The release of the iPhone by Apple Inc. in 2007 has contributed to the wide use of smartphones, leading a touch user interface (UI) to become a global standard and threaten to replace the role of a keyboard and a mouse, the representative UIs in the last half century. In particular, projected capacitive touch technology has allowed the emergence of the tablet PC, which comes without a physical keyboard, and been rapidly employed across a wide range of applications, such as touch notebook PCs, all-in-one (AIO) PCs, monitors, and even automotive devices.
The capacitive touch solution currently accounts for more than 90% of the touch panel market. Following the success of the iPhone, advantages of capacitive touch technology, including multi-touch sensing, smooth touch experiences, design, ease of use, and excellent surface hardness, were further emphasized, enabling it to become a standard touch solution for mobile devices and grow as a mainstream technology.

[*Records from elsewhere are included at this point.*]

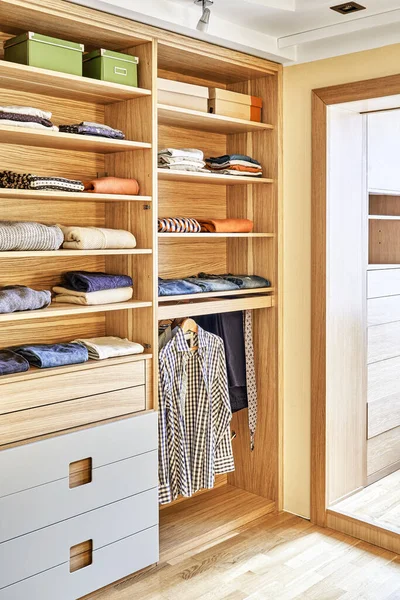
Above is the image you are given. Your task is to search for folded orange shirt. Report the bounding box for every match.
[83,177,139,196]
[197,219,254,233]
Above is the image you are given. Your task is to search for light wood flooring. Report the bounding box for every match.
[85,492,400,600]
[332,470,400,534]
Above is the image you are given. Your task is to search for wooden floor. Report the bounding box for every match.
[84,504,400,600]
[332,470,400,534]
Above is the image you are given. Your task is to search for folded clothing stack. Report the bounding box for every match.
[74,335,144,360]
[59,121,125,140]
[83,177,140,196]
[59,225,136,250]
[158,148,206,171]
[53,271,133,306]
[0,221,64,252]
[0,106,58,131]
[9,343,89,369]
[158,217,201,233]
[0,285,51,314]
[158,273,271,296]
[206,154,262,177]
[0,171,85,192]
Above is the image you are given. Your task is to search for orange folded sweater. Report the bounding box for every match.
[83,177,139,196]
[197,219,254,233]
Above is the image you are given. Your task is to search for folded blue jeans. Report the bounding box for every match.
[11,343,89,369]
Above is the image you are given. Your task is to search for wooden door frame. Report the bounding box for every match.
[311,74,400,527]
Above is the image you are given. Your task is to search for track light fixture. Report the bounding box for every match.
[194,0,214,32]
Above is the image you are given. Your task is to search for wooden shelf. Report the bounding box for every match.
[0,126,151,154]
[0,248,152,260]
[158,287,275,302]
[0,300,152,323]
[158,294,273,319]
[0,60,151,104]
[0,188,152,203]
[0,353,152,385]
[158,104,274,133]
[158,233,275,240]
[158,169,274,185]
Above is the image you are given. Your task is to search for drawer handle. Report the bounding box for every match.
[69,540,93,573]
[69,458,92,489]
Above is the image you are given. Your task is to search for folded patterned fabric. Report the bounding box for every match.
[62,271,133,292]
[11,343,89,369]
[158,277,203,296]
[29,175,85,192]
[199,219,254,233]
[158,217,201,233]
[0,106,52,120]
[185,277,239,293]
[74,335,144,360]
[0,221,64,252]
[83,177,140,196]
[0,350,29,375]
[53,286,133,306]
[60,225,136,250]
[0,285,51,314]
[59,122,125,140]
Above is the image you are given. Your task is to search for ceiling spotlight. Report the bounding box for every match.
[194,0,214,32]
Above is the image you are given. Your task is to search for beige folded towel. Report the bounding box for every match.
[59,225,136,250]
[53,286,133,306]
[74,335,144,360]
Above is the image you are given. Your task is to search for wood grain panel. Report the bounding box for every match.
[368,321,400,364]
[367,268,400,299]
[367,427,400,476]
[0,386,145,445]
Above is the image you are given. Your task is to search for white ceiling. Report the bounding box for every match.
[70,0,400,65]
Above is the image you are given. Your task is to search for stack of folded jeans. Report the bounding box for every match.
[0,106,58,131]
[158,148,206,171]
[206,154,262,177]
[0,221,64,252]
[0,171,85,192]
[59,121,125,140]
[59,225,136,250]
[53,271,133,306]
[0,285,51,314]
[9,343,89,369]
[158,273,271,296]
[158,217,201,233]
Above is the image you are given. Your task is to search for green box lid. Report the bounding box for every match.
[4,31,85,52]
[83,48,139,65]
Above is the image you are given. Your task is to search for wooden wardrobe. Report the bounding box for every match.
[0,0,282,600]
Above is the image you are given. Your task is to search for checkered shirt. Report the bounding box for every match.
[158,327,235,504]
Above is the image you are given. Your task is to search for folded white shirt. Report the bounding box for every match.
[74,335,144,360]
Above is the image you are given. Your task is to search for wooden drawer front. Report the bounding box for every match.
[368,269,400,298]
[367,427,400,475]
[0,450,158,543]
[368,321,400,363]
[0,360,145,414]
[0,412,158,497]
[0,488,158,588]
[0,526,159,600]
[368,394,400,439]
[0,385,146,444]
[368,296,400,325]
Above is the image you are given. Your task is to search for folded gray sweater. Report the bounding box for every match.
[0,221,64,252]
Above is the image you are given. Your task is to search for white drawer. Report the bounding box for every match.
[0,527,158,600]
[0,488,158,588]
[0,412,157,498]
[0,450,158,543]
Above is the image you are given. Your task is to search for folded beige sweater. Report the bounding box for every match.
[59,225,136,250]
[53,286,133,306]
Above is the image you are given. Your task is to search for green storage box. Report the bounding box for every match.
[83,48,139,87]
[4,31,84,75]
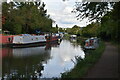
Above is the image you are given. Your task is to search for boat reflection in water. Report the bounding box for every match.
[2,40,85,79]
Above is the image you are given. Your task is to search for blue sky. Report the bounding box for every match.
[42,0,89,28]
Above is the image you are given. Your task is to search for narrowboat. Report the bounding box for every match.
[0,34,61,47]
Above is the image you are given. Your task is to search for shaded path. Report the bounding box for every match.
[86,43,118,78]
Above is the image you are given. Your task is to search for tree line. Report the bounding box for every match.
[68,2,120,42]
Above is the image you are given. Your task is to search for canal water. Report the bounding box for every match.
[2,40,85,78]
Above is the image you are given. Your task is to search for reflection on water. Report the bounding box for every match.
[2,40,85,78]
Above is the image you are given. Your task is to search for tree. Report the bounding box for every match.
[72,2,114,21]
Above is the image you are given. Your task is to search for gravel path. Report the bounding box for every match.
[86,43,118,78]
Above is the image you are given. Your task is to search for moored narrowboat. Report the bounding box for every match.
[0,34,61,47]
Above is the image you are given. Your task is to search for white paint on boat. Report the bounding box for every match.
[13,34,46,44]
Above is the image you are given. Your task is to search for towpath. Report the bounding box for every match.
[86,43,119,78]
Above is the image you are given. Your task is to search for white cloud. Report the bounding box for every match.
[43,0,88,27]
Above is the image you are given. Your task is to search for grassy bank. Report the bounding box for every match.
[62,41,105,78]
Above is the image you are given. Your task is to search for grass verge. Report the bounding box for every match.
[62,41,105,78]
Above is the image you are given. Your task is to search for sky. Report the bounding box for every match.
[42,0,90,28]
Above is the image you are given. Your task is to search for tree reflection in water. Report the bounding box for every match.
[2,40,85,79]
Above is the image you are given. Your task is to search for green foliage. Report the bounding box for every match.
[81,22,100,37]
[72,1,114,21]
[99,2,120,41]
[2,2,53,34]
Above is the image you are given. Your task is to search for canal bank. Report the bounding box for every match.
[62,41,105,78]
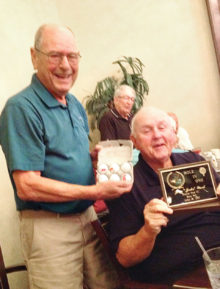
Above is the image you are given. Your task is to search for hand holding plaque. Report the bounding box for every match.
[159,161,220,210]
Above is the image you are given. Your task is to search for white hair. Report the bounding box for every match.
[131,106,176,136]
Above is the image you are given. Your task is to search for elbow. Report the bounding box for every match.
[17,190,31,201]
[116,252,136,268]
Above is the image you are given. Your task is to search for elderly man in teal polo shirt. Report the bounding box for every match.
[0,24,131,289]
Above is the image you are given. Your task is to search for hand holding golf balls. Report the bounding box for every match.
[97,162,133,183]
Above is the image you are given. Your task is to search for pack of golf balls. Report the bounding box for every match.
[97,140,133,183]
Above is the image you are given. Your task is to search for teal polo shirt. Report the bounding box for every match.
[0,75,95,213]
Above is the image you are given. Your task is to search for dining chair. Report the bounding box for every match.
[91,219,211,289]
[91,219,172,289]
[0,246,27,289]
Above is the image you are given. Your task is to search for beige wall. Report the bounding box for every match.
[0,0,220,289]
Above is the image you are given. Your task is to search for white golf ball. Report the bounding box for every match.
[98,164,108,174]
[122,174,132,182]
[109,163,120,173]
[121,162,131,173]
[98,175,108,183]
[110,174,120,182]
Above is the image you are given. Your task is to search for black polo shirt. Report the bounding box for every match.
[108,152,220,282]
[99,109,132,141]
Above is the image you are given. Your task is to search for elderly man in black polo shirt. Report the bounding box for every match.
[108,107,220,282]
[99,85,136,141]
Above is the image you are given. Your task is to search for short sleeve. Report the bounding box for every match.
[0,101,45,172]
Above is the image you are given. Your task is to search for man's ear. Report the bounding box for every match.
[130,134,137,148]
[30,47,37,69]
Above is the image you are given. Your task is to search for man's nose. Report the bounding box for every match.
[60,55,70,67]
[153,128,161,138]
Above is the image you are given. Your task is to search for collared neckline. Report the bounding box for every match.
[110,108,132,120]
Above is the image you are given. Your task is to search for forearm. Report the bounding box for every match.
[116,226,156,267]
[13,171,132,202]
[13,172,96,202]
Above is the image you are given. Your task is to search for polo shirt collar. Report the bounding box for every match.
[31,74,69,108]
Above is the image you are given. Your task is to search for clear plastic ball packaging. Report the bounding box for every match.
[97,140,133,183]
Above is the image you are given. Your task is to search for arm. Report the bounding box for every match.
[13,171,132,202]
[116,199,173,267]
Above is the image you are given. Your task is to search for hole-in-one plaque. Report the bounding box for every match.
[159,161,218,209]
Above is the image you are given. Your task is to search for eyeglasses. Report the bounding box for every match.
[35,48,81,64]
[118,95,135,102]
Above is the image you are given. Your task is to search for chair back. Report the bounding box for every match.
[0,246,27,289]
[91,219,172,289]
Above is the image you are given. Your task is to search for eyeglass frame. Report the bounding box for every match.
[117,95,135,102]
[34,47,82,64]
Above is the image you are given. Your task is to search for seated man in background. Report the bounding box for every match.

Meanwhile, a rapid transition is being made to single-layer touch sensors, such as G2 and G1 types that are slimmer and lighter than double-layer touch sensors, such as GFF and GG types, which used to be widely employed in the early versions of touch mobile phones. In addition, touch, panel, and set makers across the globe are in fierce competition to take the lead in the touch market by developing a core technology like in/on-cell touch sensors, which are display integrated types.
Accordingly, IHS publishes a key patent analysis report on capacitive touch sensor technology. Based on quantitative analyses, this report discusses application trends of the related US patents, reviewing them by structure—the double-layer touch sensor, the single-layer touch sensor, and the in/on-cell touch sensor. It also provides in-depth analyses of the key patents regarding the technology. This report should be able to help understanding the development trends in capacitive touch sensor technology and key patent technologies.